Inclinó la cabeza y se cubrió el rostro con las manos. El procurador y el juez se callaron. Transcurrió un minuto. Mitia levantó la cabeza y los miró, inconsciente. Su rostro expresaba una desesperación extrema.

Era preciso terminar; había que proceder al interrogatorio de los testigos. Eran las ocho de la mañana; hacía un buen rato que se habían apagado las bujías. Mikhail Makarovitch y Kalganov, que no habían cesado de entrar y salir durante el interrogatorio, no estaban en aquel momento en la habitación. El procurador y el juez daban muestras de fatiga. Hacía mal tiempo; el cielo estaba oscuro y caía una lluvia torrencial. Mitia, desde su asiento, miraba absorto a través de los cristales.

—¿Puedo acercarme a la ventana? —preguntó a Nicolás Parthenovitch.

—Naturalmente —repuso el juez.

Dmitri se levantó y se acercó a la ventana. La lluvia azotaba los pequeños vidrios verdosos. A través de ellos se veía el camino lleno de barro, y más lejos las hileras de isbas, míseras y oscuras, que bajo la lluvia parecían aún más pobres. Mitia se acordó de «Febo, el de los cabellos de oro», y de su propósito de suicidarse bajo los primeros rayos del astro del día. Mejor habría sido este amanecer. Sonrió amargamente y se volvió hacia sus «verdugos».

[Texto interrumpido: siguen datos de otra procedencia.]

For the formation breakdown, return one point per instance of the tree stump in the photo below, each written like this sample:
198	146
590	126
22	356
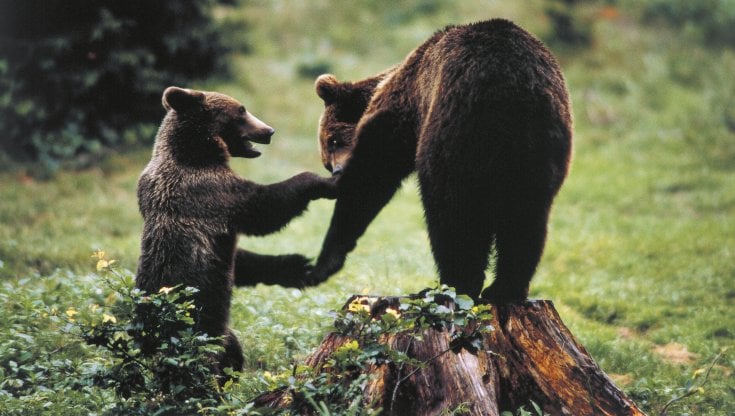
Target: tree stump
529	356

—Señores, ya veo que estoy perdido. ¿Pero y ella? ¿Ha de correr la misma suerte que yo? Les suplico que me lo digan. Es inocente. Ayer, cuando se declaró culpable, había perdido la cabeza. No time culpa alguna. Después de esta noche de angustia, les ruego que me digan qué van a hacer con ella.

El procurador se apresuró a responder:

—Tranquilícese, Dmitri Fiodorovitch. Por ahora no tenemos ninguna razón para molestar a esa persona que tanto le interesa. Y creo que lo mismo ocurrirá en lo sucesivo. Haremos cuanto nos sea posible en favor de esa joven.

—Gracias, señores. Nunca he puesto en duda la honradez ni el espíritu de justicia de ustedes. Me han quitado un peso de encima... ¿Qué van a hacer ahora?

—Hay que proceder sin pérdida de tiempo al interrogatorio de los testigos, lo cual, como ya le hemos dicho, debe efectuarse en presencia de usted.